Each case begins with two integers 1 <= n <= 365, 1 <= m <= 1000. Then m integers, G1, G2, ..., Gm in range [0, 10000]. Then n days. Each day begins with two integer 1 <= C <= 100, 0 <= D <= 30000. Then C different targets. Each target is described by three integers, 0 <= T < m, 0 <= L <= R <= 100.
Output
For each case, first output the number of photos Aya can take, -1 if it's impossible to satisfy her needing. If there is a best strategy, output the number of photos of each girl Aya should take at each day on separate lines. The output must be in the same order as the input. If there are more than one best strategy, any one will be OK.

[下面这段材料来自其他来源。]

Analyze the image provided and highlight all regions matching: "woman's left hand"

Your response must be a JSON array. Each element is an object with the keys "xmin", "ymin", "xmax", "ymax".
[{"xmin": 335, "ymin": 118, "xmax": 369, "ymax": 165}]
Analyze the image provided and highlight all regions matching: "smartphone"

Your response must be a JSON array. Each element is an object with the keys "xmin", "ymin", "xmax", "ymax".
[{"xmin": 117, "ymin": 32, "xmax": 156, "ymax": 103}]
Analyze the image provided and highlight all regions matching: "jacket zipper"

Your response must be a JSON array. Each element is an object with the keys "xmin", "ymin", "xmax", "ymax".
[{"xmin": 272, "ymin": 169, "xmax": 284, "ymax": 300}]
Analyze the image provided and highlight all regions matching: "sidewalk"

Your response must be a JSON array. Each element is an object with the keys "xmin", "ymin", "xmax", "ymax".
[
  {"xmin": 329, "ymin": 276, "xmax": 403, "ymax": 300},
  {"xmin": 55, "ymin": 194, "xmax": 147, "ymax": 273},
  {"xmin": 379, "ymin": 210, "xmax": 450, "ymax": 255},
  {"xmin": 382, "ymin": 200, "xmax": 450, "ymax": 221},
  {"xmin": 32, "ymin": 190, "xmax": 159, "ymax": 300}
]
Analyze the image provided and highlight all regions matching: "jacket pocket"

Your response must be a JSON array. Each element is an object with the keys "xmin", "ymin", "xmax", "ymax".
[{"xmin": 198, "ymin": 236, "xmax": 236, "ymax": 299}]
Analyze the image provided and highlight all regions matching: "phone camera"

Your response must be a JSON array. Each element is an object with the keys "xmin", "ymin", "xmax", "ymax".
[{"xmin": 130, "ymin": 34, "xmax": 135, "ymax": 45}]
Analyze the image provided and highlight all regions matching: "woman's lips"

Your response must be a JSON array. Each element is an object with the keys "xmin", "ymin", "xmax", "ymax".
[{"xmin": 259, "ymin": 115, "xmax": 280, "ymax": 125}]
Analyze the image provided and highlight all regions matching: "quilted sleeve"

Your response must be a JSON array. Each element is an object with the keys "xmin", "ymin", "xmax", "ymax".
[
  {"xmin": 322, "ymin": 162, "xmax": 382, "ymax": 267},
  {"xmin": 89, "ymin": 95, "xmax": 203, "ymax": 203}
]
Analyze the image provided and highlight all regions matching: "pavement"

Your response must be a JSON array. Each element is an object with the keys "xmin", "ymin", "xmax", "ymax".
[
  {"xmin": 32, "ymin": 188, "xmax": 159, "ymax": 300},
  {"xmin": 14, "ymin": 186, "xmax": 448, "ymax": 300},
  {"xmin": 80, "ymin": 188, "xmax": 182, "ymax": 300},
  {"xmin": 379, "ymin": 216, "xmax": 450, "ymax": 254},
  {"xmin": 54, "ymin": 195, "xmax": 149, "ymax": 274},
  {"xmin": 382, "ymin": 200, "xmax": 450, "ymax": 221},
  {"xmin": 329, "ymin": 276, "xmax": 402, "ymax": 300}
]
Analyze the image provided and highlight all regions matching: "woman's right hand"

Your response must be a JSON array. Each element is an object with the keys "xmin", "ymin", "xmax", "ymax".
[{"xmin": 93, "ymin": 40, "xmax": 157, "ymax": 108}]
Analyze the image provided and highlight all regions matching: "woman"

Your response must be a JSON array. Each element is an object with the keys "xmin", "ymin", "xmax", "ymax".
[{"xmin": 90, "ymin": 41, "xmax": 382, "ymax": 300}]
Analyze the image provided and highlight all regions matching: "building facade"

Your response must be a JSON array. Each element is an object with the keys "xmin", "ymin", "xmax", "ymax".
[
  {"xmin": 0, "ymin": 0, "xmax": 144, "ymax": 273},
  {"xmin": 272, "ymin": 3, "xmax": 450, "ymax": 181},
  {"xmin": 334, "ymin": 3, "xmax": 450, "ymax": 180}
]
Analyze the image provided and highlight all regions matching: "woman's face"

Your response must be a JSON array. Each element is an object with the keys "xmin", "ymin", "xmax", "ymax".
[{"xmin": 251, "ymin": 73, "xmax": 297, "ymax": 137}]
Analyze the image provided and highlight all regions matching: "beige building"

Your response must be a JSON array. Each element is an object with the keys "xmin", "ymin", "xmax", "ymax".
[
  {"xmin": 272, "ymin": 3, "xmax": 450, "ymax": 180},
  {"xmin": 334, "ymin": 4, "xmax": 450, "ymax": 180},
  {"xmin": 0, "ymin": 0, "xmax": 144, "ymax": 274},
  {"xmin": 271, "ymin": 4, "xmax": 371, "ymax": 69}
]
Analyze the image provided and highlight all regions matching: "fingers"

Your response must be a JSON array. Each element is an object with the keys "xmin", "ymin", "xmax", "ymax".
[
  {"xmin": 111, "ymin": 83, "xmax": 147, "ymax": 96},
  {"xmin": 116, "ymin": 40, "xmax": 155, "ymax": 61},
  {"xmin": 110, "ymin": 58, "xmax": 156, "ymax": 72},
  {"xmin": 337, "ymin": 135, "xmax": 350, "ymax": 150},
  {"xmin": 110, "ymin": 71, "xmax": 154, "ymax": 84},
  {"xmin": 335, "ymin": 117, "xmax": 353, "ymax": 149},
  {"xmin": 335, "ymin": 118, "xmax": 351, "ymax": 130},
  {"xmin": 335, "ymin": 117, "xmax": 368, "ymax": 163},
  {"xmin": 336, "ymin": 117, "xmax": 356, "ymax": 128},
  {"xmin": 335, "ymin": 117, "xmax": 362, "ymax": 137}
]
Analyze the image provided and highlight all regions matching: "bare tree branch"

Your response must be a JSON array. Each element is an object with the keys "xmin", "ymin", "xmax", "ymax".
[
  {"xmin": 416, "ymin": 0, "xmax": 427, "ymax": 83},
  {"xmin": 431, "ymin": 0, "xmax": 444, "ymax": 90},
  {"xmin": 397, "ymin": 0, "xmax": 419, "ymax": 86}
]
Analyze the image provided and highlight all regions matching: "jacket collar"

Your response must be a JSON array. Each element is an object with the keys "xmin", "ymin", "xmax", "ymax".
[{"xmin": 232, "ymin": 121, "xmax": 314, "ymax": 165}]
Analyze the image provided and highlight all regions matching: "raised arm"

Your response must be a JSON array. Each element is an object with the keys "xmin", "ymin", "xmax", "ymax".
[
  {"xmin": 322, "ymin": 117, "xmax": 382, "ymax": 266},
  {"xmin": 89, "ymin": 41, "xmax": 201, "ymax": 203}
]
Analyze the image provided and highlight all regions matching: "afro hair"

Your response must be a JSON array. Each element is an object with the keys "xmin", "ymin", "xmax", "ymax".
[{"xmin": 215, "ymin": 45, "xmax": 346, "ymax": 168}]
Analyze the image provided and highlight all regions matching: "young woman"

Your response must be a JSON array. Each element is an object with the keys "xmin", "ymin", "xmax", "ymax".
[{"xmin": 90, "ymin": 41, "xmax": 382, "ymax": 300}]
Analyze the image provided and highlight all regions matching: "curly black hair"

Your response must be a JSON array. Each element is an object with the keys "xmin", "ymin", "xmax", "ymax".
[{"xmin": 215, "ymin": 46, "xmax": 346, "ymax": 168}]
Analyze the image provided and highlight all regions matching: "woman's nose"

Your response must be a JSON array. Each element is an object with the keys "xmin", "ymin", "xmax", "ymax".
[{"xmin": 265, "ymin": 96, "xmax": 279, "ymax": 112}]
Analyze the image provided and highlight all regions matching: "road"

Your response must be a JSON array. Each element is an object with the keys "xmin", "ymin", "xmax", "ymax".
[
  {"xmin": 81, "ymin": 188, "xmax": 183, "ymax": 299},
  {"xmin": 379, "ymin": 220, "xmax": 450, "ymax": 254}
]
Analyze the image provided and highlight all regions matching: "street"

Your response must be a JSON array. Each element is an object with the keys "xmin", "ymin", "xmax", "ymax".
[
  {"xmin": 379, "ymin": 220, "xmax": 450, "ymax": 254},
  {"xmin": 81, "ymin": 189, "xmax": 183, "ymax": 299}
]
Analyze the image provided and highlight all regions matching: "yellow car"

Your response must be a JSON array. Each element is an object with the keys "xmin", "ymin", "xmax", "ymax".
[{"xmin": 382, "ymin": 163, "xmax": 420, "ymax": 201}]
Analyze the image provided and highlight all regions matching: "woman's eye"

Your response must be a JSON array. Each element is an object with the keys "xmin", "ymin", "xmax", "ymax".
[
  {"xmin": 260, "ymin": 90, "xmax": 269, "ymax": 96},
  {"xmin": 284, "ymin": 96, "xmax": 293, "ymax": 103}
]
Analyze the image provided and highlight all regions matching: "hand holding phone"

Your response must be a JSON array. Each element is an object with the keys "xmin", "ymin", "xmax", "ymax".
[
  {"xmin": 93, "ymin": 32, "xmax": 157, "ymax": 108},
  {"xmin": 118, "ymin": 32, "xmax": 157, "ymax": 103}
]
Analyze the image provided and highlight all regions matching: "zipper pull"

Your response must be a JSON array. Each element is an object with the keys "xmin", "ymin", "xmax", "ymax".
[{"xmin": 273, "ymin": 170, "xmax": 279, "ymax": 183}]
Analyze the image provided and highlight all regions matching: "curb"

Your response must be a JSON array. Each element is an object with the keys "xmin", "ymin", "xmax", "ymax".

Output a blank line after each case.
Sample Input
2 3 12 12 12 3 18 0 3 9 1 3 9 2 3 9 3 18 0 3 9 1 3 9 2 3 9 2 3 12 12 12 3 18 0 3 9 1 3 9 2 3 9 3 18 0 0 3 1 3 6 2 6 9 2 3 12 12 12 3 15 0 3 9 1 3 9 2 3 9 3 21 0 0 3 1 3 6 2 6 12
Sample Output
36 6 6 6 6 6 6 36 9 6 3 3 6 9 -1
External Links
Author: WU, Zejun
Source: ZOJ Monthly, July 2009
题意:用n天对m个girls进行拍照,每个girl有总共的拍照次数下限
每天有拍照次数上限。
第i天可以对k个girls拍照,对每个girl有拍照次数下限和上限。
求最大拍照次数。
算法:
1.先转化为有源汇上下界可行流问题来求解一个可行流。若可行无解,则退出。由于必要弧是分离出来的,所以就可以把必要弧(附加源汇及其临边)及其上的流,暂时删去。再将(T,S)删去,恢复源汇。
2.从S到T找增广轨,求最大流。从T到S找增广轨,不断反着改进,求最小流。
3.最后将暂时删去的下界信息恢复,合并到当前图中。输出解。
有源汇上下界网络流的另一种简易求法:
注意问题[2](有源汇可行流)中,构造出的(t, s),上下界几乎没什么限制。下面看看它的性质:
定理:如果从s到t有一个流量为a的可行流f,那么从t到s连一条弧(t, s),其流量下界b(t, s) = a,则这个图一定有一个无源汇的可行流:除了弧(t, s)的容量为a外,其余边的容量与f相同。
可以二分枚举这个参数a,即下界b(t, s),每次用问题[1](无源汇可行流)判断是否有可行流。这样就可以求出最大流。要求最小流,只要二分枚举上界c(t, s)即可。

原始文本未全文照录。